Delaying the Sarbanes-Oxley compliance till the preparation and marketing of the registration
statement could lead to a difficult IPO process.
Many businesses have noticed that major process improvements are required to effectively
enforce a good internal control system, so delaying Sarbanes-Oxley compliance may cause a
massive strain on staff who should be concentrating on compiling the filing statements and
collaborating with underwriters and banks.
The Sarbanes-Oxley Act includes eleven key components that outline roles for the auditors,
boards, and management of public corporations in the domains of corporate governance,
accounting standards, and financial transactions.
The most expensive clause of Section 404 of the Sarbanes-Oxley Act allows the leadership of
a registrant (CFO and CEO) and the independent auditors to inform on the soundness of the
business’s internal control over financial statements.
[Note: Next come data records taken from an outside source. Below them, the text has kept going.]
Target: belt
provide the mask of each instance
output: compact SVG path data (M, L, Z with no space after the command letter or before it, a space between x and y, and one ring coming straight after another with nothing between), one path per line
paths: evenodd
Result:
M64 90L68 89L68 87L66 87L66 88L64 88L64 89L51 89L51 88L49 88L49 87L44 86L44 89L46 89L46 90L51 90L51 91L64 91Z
This section requires the integration of an internal control document in the annual financial
statements, validating the duty of the leadership to develop and sustain an effective internal
control system and financial reporting practices. This involves an evaluation of the quality of
the business’s internal control over financial reporting.
The control system used to perform the appropriate assessment must also be defined by
businesses. US businesses usually use the Treadway Commission's Committee of Sponsoring
Organizations (COSO) Internal Controls — Integrated Structure.
COSO illustrates five essential components for successful internal management: monitoring,
control environment, knowledge and communication, control activities, and risk assessment.